Combined Phacoaspiration and Angle Surgery Versus Phacoaspiration in Pediatric Cataract

Sponsor
Mansoura University (Other)
Overall Status
Not yet recruiting
CT.gov ID
NCT05401760
Collaborator
(none)
30
2
9

Study Details

Study Description

Brief Summary

The aim of this study is to report the effectiveness of phacoaspiration when combined with angle surgery in preventing postoperative glaucoma following pediatric cataract surgery

Condition or Disease Intervention/Treatment Phase
  • Procedure: Group A :combined phacoaspiration and angle surgery
  • Procedure: Group B : phacoaspiration only
N/A

Detailed Description

As postoperative glaucoma could be the consequence of a dysgenesis of the iridocorneal angle that accompanies the dysgenesis of the lens so, the hypothesis states that combined phacoaspiration with angle surgery may be superior to phacoaspiration as standalone procedure in controlling IOP within the normal range postoperatively after pediatric cataract surgery

• Patients with pediatric cataract will be subdivided into 2 groups: Group A: includes eyes for whom combined phacoaspiration & angle surgery will be done.

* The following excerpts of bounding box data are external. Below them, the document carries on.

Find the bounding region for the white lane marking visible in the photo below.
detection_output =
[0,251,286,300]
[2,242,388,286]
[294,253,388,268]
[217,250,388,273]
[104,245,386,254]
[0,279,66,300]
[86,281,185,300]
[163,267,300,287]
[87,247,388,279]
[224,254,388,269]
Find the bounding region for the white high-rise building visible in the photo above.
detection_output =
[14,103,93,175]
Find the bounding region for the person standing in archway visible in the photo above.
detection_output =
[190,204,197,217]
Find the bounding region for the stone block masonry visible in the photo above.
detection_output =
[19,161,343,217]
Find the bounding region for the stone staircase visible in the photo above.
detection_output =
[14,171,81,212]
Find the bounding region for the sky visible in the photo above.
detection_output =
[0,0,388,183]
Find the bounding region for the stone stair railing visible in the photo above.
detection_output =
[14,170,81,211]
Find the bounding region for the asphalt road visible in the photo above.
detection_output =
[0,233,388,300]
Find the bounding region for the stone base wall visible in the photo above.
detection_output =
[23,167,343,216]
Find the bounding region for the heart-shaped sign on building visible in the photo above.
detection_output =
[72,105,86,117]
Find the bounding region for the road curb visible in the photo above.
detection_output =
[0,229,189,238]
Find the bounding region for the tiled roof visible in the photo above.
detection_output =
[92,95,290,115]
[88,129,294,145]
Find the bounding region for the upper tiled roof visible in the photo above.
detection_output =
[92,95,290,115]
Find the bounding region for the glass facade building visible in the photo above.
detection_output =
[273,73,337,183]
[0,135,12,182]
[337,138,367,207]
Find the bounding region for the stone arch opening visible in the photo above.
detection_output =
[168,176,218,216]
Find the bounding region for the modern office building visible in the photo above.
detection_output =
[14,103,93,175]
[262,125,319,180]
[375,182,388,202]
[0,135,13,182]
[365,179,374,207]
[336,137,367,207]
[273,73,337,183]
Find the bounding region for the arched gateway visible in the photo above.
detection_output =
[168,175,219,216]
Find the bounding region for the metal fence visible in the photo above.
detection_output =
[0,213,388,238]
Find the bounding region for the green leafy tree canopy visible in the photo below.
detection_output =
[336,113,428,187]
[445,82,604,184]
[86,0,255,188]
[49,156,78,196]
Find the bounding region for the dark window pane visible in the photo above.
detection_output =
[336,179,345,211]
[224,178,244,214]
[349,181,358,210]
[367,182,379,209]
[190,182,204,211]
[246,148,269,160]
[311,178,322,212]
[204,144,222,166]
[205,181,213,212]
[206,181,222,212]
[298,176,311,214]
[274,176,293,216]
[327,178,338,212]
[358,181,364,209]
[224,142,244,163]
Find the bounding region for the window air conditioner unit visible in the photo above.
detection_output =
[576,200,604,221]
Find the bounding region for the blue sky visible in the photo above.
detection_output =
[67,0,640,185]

Group B: includes eyes for whom phacoaspiration only will be done. All surgeries will be performed in Mansoura Ophthalmic Center by the same surgeon or under his supervision.

Preoperative:
  1. History: Full ocular & general history will be taken Ocular history: history of ocular trauma, ocular surgeries & wearing glasses. General medical history: age, history of any associated neurologic, metabolic or systemic disease or drug intake.

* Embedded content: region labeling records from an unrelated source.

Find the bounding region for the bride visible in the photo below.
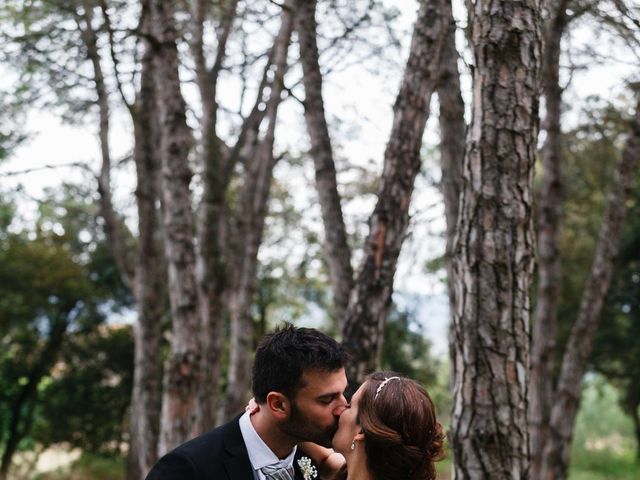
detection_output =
[301,372,444,480]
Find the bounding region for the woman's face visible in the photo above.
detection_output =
[333,382,366,457]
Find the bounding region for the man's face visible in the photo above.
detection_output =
[280,368,347,447]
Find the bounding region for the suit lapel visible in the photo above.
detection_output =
[293,447,318,480]
[224,417,253,480]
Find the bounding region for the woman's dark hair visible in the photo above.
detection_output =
[357,372,445,480]
[252,324,347,403]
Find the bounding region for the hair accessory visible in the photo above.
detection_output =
[373,377,400,400]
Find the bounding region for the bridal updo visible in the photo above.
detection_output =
[358,372,445,480]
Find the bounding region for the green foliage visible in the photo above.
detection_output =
[34,453,125,480]
[556,97,632,364]
[32,326,133,455]
[569,375,640,480]
[0,187,133,472]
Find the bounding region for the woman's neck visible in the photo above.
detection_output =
[347,445,373,480]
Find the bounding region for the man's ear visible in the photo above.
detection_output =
[266,392,291,420]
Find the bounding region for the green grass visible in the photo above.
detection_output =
[569,376,640,480]
[28,376,640,480]
[34,454,125,480]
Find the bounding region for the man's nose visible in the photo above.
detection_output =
[333,395,349,417]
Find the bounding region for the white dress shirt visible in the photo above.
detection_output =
[240,412,298,480]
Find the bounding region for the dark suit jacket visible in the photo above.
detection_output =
[146,417,316,480]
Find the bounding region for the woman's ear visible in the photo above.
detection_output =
[266,392,291,420]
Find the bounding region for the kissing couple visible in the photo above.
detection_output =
[146,325,444,480]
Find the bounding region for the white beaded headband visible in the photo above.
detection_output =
[373,377,400,400]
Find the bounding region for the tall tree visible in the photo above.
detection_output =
[343,0,449,385]
[451,0,542,479]
[150,1,204,454]
[529,0,570,478]
[540,95,640,479]
[297,0,353,332]
[224,1,296,418]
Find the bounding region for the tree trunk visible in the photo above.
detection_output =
[436,0,467,383]
[343,0,448,388]
[631,404,640,464]
[297,0,353,332]
[540,97,640,480]
[451,0,542,480]
[529,0,568,480]
[223,1,295,420]
[77,0,133,289]
[151,0,204,455]
[127,7,166,480]
[191,0,238,431]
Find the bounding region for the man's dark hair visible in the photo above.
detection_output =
[253,324,347,403]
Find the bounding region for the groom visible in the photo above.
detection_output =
[146,325,347,480]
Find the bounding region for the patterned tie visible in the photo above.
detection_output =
[260,464,295,480]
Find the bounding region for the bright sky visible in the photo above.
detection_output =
[0,0,630,352]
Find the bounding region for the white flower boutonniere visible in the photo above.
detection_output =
[298,457,318,480]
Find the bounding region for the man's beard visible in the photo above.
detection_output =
[280,402,338,447]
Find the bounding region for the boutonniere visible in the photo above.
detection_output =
[298,457,318,480]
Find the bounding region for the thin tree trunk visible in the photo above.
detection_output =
[343,0,448,388]
[223,1,295,419]
[529,0,569,480]
[78,0,133,289]
[151,0,204,455]
[540,97,640,480]
[296,0,353,332]
[191,0,238,431]
[436,0,466,376]
[631,403,640,464]
[451,0,542,480]
[127,5,166,480]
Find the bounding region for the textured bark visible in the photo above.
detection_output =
[435,0,466,318]
[529,0,569,479]
[451,0,542,480]
[343,0,448,386]
[191,0,238,431]
[296,0,353,332]
[127,5,166,480]
[540,102,640,480]
[150,0,204,454]
[223,1,295,419]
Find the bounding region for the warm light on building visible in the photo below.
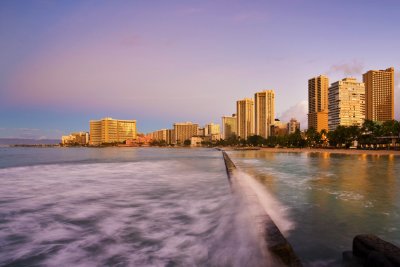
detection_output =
[174,122,199,145]
[308,75,329,132]
[61,132,89,146]
[254,90,275,138]
[287,118,300,134]
[236,98,254,139]
[363,68,394,121]
[90,118,136,145]
[222,114,237,140]
[328,78,365,131]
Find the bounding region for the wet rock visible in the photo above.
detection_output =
[353,235,400,267]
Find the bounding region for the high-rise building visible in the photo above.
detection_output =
[236,98,254,139]
[204,123,220,135]
[270,119,287,136]
[254,90,275,138]
[328,78,365,131]
[89,118,136,145]
[308,75,329,132]
[287,118,300,134]
[61,132,89,145]
[363,68,394,121]
[152,129,168,143]
[174,122,199,145]
[222,114,237,140]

  2. Examination: Full ocular examination will be done

  • Anterior segment examination using (Topcon or Zeiss surgical microscopes) or (Zeiss or hag streit slit lamps).

  • Corneal diameter will be measured.

  • Fundus examination using indirect ophthalmoscope (KEELER Vantage Plus indirect ophthalmoscope) if the fundus is visible.

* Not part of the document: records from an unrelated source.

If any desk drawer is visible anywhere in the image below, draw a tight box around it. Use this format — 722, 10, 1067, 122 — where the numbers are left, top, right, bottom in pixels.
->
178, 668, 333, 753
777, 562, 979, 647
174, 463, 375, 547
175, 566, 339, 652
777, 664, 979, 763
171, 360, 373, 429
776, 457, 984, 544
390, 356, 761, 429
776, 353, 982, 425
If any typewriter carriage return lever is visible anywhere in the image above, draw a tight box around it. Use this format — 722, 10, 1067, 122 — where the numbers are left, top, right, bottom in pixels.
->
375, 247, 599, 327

  • IOP measuring using Schoitz tonometer.

  • Refraction (if the eye can be refracted) & K readings will be measured using portable autorefractometer (Retinomax K-plus2).

  1. Investigations:
  • Axial length, anterior chamber depth & Ocular biometry will be measured using (Nidek Al-Scan Optical Biometer).

  • B-scan will be done using (Nidek Us-4000 Echoscan).

  • Ultrasound biomicroscopy (UBM) scan will be performed using (VuMAX HD).

Intraoperative:
  1. Group A: for whom combined phacoaspiration & angle surgery ither trabeculotomy will be done. I
  • Partial thickness scleral flap to access the canal of schlemm.

  • 2 side ports will be fashioned.

  • Trypan blue will be injected to aid visualization of the anterior capsule & continuous curvilinear anterior capsulorhexis of approximately 5.0 mm diameter will be done.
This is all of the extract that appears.